In terms of gynecological bleeding, hormonal or antifibrinolytic treatments were considered sufficient to manage HMB. 61 Management of HMB‐associated anemia was also considered important.
In terms of pregnancy in women with FVII deficiency, recommendations regarding prophylaxis use varied, and its use should be decided based on factor levels, bleeding history (as factor levels do not correlate with symptom severity), and mode of delivery, as surgical delivery methods such as caesarean section may require prophylaxis. 6 , 62 , 63 Additionally, increases in FVII levels are often observed in women with mild deficiency, so measurement of FVII activity in the third trimester is particularly important in defining the need for prophylaxis in these patients. 6 Prophylactic options recommended in the publications are plasma‐derived intravenous FVII and off‐label rFVIIa, with a dose of 15–30 μg/kg recommended to cover delivery, although it has been successfully used with various regimens in specific cases. 35 , 49 , 51 , 63 Only one article recommended TXA to control PPH 6 and only one recommended delivery in a specialist center.
4. DISCUSSION
This systematic review demonstrates that women with FVII deficiency are at risk of gynecological and obstetric bleeding complications, and that these are not always effectively managed. This is partly because no specific treatment guidelines exist for women with FVII deficiency; treatment recommendations were derived from general bleeding disorder guidance briefly covering FVII deficiency, and expert opinions/review articles. An important factor impacting treatment variability between cases is a lack of consensus on what FVII:C level constitutes severe deficiency. In this analysis, we used a cut‐off of <5% (approximately equivalent to 5 IU/dl) based on a recent publication demonstrating that severe bleeding symptoms were mostly observed in patients with <5%; 9 however, other articles suggest other cut‐offs, often based on the factor levels used in hemophilia.

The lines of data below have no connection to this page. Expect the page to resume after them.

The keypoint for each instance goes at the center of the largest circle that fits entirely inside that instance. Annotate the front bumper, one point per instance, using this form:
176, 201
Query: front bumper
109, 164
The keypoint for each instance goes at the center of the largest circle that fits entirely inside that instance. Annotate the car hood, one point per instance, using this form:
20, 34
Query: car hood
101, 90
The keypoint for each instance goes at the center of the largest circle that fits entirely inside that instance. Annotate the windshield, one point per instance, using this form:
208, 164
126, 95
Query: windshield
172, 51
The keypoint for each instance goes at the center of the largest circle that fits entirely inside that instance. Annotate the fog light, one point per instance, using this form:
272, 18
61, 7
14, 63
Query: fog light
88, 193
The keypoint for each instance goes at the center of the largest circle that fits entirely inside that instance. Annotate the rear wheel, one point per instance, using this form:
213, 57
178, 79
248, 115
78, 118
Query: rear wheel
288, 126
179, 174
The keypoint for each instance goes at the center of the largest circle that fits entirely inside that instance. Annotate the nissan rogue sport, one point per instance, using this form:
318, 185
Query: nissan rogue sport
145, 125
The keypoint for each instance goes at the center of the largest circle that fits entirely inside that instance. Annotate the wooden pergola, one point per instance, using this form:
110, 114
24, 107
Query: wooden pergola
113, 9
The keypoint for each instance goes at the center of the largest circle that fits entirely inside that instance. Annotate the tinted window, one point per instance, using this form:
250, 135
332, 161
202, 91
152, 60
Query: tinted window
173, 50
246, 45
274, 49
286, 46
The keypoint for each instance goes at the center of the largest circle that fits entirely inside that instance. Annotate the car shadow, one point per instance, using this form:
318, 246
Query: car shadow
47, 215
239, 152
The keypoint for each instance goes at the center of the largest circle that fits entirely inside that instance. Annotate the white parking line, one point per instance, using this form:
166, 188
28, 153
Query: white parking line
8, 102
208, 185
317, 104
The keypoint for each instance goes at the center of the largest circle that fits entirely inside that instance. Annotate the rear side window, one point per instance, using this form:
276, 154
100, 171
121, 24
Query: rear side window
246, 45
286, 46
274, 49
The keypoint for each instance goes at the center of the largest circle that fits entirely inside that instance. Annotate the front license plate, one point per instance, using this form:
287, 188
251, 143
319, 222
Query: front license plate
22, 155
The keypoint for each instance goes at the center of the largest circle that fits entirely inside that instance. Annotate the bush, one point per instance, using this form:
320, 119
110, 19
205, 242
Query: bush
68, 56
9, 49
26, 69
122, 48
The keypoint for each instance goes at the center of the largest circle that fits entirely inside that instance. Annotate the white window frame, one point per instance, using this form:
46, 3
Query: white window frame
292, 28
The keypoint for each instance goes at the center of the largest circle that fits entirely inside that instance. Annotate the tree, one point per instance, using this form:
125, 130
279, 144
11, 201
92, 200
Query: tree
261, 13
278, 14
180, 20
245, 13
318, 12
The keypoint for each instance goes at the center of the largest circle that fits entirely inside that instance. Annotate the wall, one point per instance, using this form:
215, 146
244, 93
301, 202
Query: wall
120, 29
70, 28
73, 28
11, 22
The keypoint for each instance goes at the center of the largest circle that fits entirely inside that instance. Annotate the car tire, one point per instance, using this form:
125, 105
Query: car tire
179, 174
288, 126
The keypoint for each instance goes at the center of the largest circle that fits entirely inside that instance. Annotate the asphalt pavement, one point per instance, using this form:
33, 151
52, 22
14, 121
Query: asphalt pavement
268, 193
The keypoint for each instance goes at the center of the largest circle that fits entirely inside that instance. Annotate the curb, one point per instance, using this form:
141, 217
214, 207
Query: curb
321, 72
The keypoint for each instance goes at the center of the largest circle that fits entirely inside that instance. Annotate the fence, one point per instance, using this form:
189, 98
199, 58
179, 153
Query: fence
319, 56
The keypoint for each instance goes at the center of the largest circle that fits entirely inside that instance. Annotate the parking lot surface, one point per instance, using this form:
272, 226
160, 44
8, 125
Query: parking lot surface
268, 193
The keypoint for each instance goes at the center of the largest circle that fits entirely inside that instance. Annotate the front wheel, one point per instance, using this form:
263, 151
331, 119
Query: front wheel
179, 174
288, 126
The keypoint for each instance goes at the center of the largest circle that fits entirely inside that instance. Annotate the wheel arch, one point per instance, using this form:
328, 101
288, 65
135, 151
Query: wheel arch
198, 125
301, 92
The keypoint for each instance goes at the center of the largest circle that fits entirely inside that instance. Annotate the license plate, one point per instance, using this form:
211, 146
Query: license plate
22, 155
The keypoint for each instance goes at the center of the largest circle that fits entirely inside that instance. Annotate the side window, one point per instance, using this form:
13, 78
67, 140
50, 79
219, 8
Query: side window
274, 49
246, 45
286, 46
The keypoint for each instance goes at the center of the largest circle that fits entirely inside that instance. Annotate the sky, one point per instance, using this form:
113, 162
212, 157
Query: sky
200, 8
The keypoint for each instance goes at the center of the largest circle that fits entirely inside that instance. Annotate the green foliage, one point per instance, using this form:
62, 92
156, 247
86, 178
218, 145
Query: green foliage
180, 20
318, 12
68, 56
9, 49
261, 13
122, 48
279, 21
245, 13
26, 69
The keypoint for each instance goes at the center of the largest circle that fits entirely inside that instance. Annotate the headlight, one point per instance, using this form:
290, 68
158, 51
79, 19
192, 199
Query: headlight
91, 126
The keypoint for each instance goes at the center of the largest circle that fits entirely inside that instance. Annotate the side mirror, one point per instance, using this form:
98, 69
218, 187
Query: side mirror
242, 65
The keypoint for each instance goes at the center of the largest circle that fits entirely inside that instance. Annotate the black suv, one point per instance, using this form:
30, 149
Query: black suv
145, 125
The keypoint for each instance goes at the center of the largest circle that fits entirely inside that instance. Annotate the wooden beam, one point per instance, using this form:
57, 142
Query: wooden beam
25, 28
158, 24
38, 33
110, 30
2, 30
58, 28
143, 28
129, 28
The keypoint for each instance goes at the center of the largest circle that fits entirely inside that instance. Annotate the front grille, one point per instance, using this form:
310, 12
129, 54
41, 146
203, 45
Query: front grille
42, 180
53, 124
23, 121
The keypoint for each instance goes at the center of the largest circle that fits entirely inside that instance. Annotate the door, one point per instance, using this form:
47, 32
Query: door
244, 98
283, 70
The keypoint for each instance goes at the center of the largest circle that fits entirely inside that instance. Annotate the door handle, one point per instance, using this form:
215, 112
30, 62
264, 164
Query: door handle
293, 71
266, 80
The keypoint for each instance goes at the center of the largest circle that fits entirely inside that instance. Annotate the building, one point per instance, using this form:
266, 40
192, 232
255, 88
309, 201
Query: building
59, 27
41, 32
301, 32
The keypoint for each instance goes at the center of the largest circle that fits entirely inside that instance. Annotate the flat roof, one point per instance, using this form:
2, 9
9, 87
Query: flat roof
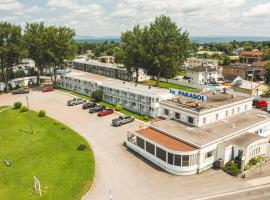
214, 100
135, 87
119, 84
165, 140
86, 76
245, 140
96, 63
214, 132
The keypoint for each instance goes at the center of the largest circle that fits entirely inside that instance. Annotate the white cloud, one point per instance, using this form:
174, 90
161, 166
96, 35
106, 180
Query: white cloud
10, 5
260, 10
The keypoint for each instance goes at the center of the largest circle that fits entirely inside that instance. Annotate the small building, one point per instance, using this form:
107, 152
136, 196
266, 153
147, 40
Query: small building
135, 97
106, 59
249, 57
203, 75
200, 62
117, 71
249, 72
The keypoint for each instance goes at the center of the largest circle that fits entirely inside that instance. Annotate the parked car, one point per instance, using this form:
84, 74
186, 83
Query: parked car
261, 104
47, 89
122, 120
75, 101
88, 105
97, 108
20, 91
105, 112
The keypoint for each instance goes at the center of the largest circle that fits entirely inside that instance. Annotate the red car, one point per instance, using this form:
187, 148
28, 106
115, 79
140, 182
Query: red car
105, 112
261, 104
47, 89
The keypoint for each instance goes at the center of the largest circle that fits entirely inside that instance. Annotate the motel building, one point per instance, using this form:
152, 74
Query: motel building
198, 129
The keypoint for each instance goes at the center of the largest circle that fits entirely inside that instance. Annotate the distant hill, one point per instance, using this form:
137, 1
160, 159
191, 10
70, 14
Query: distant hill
196, 39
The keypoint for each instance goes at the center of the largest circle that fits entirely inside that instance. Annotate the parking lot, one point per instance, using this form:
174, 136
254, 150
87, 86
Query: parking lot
126, 174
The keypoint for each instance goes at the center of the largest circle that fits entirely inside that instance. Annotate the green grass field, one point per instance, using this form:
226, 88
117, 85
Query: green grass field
169, 85
50, 154
124, 111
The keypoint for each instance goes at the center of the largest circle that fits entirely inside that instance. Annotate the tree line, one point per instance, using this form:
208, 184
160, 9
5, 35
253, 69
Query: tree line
48, 46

Other measures for severity have been suggested, incorporating clinical symptoms and F7 variant zygosity. Mariani and colleagues proposed an empirical classification system based on presentation of bleeding symptoms; patient genotypes did not correlate with particular bleeding phenotypes, even in different patients homozygous for identical F7 variants. 3 Additionally, patients with low FVII:C did not necessarily suffer from the most severe bleeding symptoms. 6 Finding a universally acceptable definition of severity is difficult in the absence of measurements that correlate with clinical phenotype.

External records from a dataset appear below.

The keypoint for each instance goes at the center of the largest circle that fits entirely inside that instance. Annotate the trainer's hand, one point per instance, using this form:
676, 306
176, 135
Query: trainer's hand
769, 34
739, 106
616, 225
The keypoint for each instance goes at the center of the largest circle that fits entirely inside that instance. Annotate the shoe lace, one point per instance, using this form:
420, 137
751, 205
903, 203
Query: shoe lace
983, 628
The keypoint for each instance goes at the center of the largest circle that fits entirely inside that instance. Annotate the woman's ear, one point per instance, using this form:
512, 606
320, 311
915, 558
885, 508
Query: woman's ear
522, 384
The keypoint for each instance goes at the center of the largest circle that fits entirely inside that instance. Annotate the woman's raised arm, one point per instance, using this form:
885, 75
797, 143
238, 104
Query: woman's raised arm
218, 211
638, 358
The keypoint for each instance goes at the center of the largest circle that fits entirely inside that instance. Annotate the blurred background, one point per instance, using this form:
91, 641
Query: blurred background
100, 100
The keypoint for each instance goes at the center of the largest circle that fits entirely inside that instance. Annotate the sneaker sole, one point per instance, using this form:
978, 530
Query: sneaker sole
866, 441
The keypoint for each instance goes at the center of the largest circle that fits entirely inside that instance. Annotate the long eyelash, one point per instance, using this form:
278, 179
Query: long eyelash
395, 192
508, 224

HMB was the most common bleeding symptom identified in the review, reported in 82% of women; 14% had an acute HMB episode requiring hospitalization and urgent medical/surgical interventions, with 9% requiring a blood transfusion. Although some serious non‐gynecological bleeding events occurred (e.g., intracranial hemorrhage and gastrointestinal bleeding), other bleeding events were relatively minor, with epistaxis being the most common. This aligns with a previous analysis of men and women with FVII deficiency. 3 The identified HMB rate is much higher than in the general population (10–35%), and aligned with the high frequency observed in women with other inherited bleeding disorders including von Willebrand disease (74%), hemophilia carriers (57%), and factor XI deficiency (59%). 64 HMB was the primary cause of anemia in these women and reported in 37% of those with HMB. This significantly affects work, education, and social activities, and if untreated may have a detrimental effect on mental well‐being. 33 The paucity of QoL data for women with FVII deficiency suggests that more analysis of this population is needed to better understand their needs.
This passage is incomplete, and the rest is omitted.